AWSTATS.www.chedong.confinclude "Chedong.common.conf" Logfile "/ path / to / www_log" Sitename "www.chedong.com" hostaliases = "chedong.com" statistical indicator instructions: According to the visitors, no repetition IP statistics, one IP represents a visitors; visitors: One visitors may visit more than 1 day (such as once, once in the afternoon), so according to time (for example: 1 hour), not repeated IP count statistics, visitors' visits; number of pages: not included with pure pages of pictures, CSS, JavaScript files, but if a page uses multiple frames, each frame counts a page request; file number: The file request from the browser client, including pictures, CSS, JavaScript, etc., the user requests a page, if the page contains pictures, so a multi-file request will be issued, the number of files is generally larger than the file number; word Section: Pass the total traffic of the client; data from the Referr: Referr field in the log, record the address before accessing the corresponding page, so if the user is through the search engine search results Click to enter the website, log There will be the user's query address in the corresponding search engine, this address can be extracted by parsing the keywords used by the user query: for example: 2003-03-26 15:43:58 123.123.123.123 - Get /index.html 200 192 HTTP / 1.1 Mozilla / 4.0 (Compatible; MSIE 5.01; Windows NT 5.0) http://www.google.com/search?q=chedongawstats in the key phrase and keyword statistics of the search engine The function is still complete: you can identify more than 300 machine crawles around the world, and you can identify most of the mainstream international search engines and local language search engines in many regions.

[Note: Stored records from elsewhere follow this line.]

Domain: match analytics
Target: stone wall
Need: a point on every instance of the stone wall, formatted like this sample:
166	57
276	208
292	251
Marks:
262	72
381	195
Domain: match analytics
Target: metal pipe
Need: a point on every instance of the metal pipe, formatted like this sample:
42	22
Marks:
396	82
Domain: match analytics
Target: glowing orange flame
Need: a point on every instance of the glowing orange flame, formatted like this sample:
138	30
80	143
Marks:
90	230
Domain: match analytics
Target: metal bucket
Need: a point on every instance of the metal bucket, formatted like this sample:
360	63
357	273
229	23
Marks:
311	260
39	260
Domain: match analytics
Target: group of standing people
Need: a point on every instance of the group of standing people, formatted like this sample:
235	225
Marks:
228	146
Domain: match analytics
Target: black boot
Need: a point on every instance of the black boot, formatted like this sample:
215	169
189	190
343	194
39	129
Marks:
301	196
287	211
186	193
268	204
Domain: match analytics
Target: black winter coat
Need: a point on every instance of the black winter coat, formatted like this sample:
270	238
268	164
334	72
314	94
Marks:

Hacking awStatsiis Press GMT Time Patch: AWSTATS.PLIIS log Time is between Greenwich, China's local time and GMT have 8 hours gaps, if directly use the Timezone plugin from Greenwich Time Conversion will have 40% performance Drop, there is a patch of time to modify the time coordinates at the time of local time: 7696d7695
153C144 <"Baidu / .com", "Word =", "Search / .sina / .com", "Word =", "Search / .sohu / .com", "Word =", ---> "BAIDU /.com", "word=", "sina / .com", "word =", "3721 / .com", "name =", "163 / .com", "q =", "Tom /. COM "," word = "," sohu / .com "," word = ",
250C234 <"baidu / .com", "baidu", "search / .sina / .com", "sina", "search / .sohu / .com", "sohu", ---> "baidu / .com "," Baidu "," sina / .com "," 3721 "," 163/00/00 "," Netease "," Tom / .com "," Tom ", "sohu / .com", "sohu", the google's Unicode query still requires some query patches: because Google's IE-free query for Windows 2000 or more is UTF-8 format, while other search engines Part of the system local encoding: GB2312, there is a need to query the URI decoding, and according to whether the UTF-8 is used to the GB2312 transcodation, the same word will remain in the statistical UTF-8 and GB2312 two. recording.
I added the following functions for UTF-8 characters decoding and similar to "/ XC4 / XBE / XD7 / XD3 / XC3 / XC0" querying SUB UTF8_TO_ASCII {MY $ String = Shift; My $ Encoding = Shift;
# CHANGE / XC4 / XBE / XD7 / XD3 / XC3 / XC0 INTO% C4% BE% D7% D3% C3% C0 $ String = ~ s /// x (/ w {2}) /% / 1 / gi;
# URI Unescape $ String = URI_UNESCAPE ($ String);
IF ($ String = ~ m / ^ ([/ x00- / x7f] | [/ xc2- / xdf] [/ x80- / xbf] | / XE0 [/ xa0- / xbf] [/ x80- / xbf] | [/ x80- / xbf] [/ x80- / xbf] | / xf0 [/ x90- / xbf] [/ x80- / xbf] [/ x80- / xbf] | [/ xf1- / xf7] [/ x80- / xbf] [/ x80- / xbf]) * $ /) {$ string = decode ("UTF-8", $ String); $ String = Encode $ encoding, $ string;
# Trim Space $ string = ~ s / ^ / s //; $ String = ~ S // S $ //;
# REVERSE " ", ";" to space $ string = ~ s /; // g; $ String = ~ s // s // / g;
#print $ string. "/ n"; return $ String;}
Here is more about Google UTF-8 query patches.
Plug-in installation based on geographic information:
GEOIP and GEO :: ipfree (awStats 5.5 ) / NGEOIP and Geo :: ipfree are free of the country / IP shot table, which is more accurate than the domain name by DNS reverse, and fast. GEOIP's API is free, the default library is free, and it is its data update service. GEO :: ipfree not only the code is open, and the library data is also open, so you can customize it yourself, such as: China's city to IP mapping.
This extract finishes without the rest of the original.